Scientific classification
- Kingdom: Animalia
- Phylum: Chordata
- Class: Mammalia
- Order: Artiodactyla
- Family: Moschidae
- Subfamily: †Blastomerycinae
- Genus: †Blastomeryx Cope, 1877
- Species: B. cursor Cook 1934; B. gemmifer Cope 1874; B. vigoratus Hay 1924;
- Synonyms: B. elegans; B. francesca; B. medius; B. mollis; B. pristinus; B. tantillus;

= Blastomeryx =

Extinct genus of deer

Blastomeryx is an extinct genus of musk deer endemic to North America. It lived during the Miocene epoch 20.4—10.3 million years ago, existing for approximately . There may be only one species, Blastomeryx gemmifer.

== Description ==
Blastomeryx was 75 cm long and looked like a modern chevrotain. Its canines were elongated into tusks which it probably used to uproot plants and fend off predators.
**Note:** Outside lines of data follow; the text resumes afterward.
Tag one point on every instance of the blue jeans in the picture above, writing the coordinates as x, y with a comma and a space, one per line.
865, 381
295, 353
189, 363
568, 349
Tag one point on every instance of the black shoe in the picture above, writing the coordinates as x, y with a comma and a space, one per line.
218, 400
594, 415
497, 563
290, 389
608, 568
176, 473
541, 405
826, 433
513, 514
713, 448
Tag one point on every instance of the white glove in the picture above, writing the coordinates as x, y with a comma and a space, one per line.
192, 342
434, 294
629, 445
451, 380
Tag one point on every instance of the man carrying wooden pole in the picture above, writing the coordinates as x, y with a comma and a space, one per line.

While Blastomeryx (as well as modern musk deer) lacked antlers, a Middle Miocene species had bony knobs on its skull, which have been interpreted as incipient horns. Blastomeryx had a reduced radius and ulna, as well as fully formed cannon bones, like modern deer.

== History ==
In older literature, Blastomeryx has been placed within Cervidae proper, though this affinity is generally not believed. Edward Drinker Cope and William Diller Matthew were of the belief that Blastomeryx descended from Hypertragulids, assuming the genus was indigenous and not a result of any migration.